Just four weeks after taking office and 14 months after founding his Republique en Marche (Republic on the Move) party, his candidates are poised to sweep aside parties that have dominated parliament for half a century.

But the hardest part may lie ahead.

While REM is set to crush its rivals, the 39-year-old president could struggle to get his plans for far-reaching labour reforms past the fiery French streets.

So far, however, he has enjoyed a political honeymoon.

From Germany’s Angela Merkel to Indian Prime Minister Narendra Modi, leaders have been lining up for photo-ops with “le Kid”, as L’Express news weekly nicknamed him.

Resistance is futile, as US President Donald Trump found out when he tried — but failed — to dominate Macron in a memorable white-knuckle handshake at a NATO summit. A few days later Trump dropped a bombshell when he confirmed plans to pull the US out of the Paris climate accord.

But he was arguably again upstaged by Macron, who replied with an English-language appeal to the world to “make our planet great again”, in a riff on Trump’s own slogan.

“France is in vogue again, France is cool,” Spain’s El Pais newspaper wrote, comparing the Macronmani­a to the Obamamania that swept the US after Barack Obama was elected president in 2008.

At home, Macron has adopted a divide-and-rule approach to opponents, wooing moderates from the left and the right to neuter the opposition.

It’s a strategy that appears to have paid off.

“At the moment you could take a goat wearing a Macron badge and it would have a good chance of being elected,” joked BFMTV political commentato­r Christophe Barbier.
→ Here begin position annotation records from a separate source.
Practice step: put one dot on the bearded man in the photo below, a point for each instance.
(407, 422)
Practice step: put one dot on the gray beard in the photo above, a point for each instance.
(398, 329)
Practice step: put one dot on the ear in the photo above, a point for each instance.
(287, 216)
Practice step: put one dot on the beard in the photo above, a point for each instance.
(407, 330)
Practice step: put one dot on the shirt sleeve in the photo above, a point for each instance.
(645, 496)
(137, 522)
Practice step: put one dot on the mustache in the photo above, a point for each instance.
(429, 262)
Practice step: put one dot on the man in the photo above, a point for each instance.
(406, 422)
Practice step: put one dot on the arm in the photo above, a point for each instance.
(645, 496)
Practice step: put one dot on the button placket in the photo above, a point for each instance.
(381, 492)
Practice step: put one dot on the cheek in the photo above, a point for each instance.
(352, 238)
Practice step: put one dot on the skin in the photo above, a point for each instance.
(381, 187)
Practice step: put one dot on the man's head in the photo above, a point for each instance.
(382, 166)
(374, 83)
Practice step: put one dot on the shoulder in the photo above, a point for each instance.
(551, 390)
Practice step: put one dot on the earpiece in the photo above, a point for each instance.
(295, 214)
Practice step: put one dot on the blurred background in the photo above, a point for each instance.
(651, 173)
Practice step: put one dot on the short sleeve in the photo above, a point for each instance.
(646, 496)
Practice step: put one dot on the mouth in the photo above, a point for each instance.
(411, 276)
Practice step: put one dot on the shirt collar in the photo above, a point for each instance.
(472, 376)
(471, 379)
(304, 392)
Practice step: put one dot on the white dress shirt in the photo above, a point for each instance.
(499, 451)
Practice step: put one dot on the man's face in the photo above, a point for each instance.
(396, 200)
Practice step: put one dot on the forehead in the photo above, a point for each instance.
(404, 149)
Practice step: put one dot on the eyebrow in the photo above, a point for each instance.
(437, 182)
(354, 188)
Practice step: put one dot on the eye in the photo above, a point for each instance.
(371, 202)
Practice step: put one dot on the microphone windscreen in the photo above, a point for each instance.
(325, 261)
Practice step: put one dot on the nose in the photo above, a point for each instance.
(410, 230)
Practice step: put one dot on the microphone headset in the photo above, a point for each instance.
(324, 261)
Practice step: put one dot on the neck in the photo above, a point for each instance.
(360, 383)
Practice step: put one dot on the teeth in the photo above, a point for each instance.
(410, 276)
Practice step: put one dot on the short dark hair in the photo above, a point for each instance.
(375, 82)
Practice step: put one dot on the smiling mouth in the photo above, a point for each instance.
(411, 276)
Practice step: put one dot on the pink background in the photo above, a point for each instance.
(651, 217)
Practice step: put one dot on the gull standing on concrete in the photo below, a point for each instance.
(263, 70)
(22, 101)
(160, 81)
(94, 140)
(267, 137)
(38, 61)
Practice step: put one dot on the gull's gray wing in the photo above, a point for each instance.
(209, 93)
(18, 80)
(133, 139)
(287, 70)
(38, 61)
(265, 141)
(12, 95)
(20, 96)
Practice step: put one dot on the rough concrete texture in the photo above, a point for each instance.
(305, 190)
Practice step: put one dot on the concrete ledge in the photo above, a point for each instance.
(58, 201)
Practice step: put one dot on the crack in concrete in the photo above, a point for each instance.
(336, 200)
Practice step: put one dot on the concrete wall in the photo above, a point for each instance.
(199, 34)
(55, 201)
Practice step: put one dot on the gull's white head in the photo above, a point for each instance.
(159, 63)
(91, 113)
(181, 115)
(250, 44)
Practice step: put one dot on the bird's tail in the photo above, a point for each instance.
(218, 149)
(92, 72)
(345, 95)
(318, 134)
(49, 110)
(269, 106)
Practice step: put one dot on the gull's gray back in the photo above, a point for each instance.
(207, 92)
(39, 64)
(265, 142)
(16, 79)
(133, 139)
The son of two doctors from the northeaste­rn city of Amiens had made a career out of breaking the mould. The former investment banker is married to his 64-year- old former teacher Brigitte, a divorced mother of three whom he fell for as a teen.

His path to France’s highest office is as unusual as their inter-generation­al love story. Macron had never held elected office before throwing his hat into the ring to replace president Francois Hollande, two years after Hollande promoted him from political unknown to become economy minister.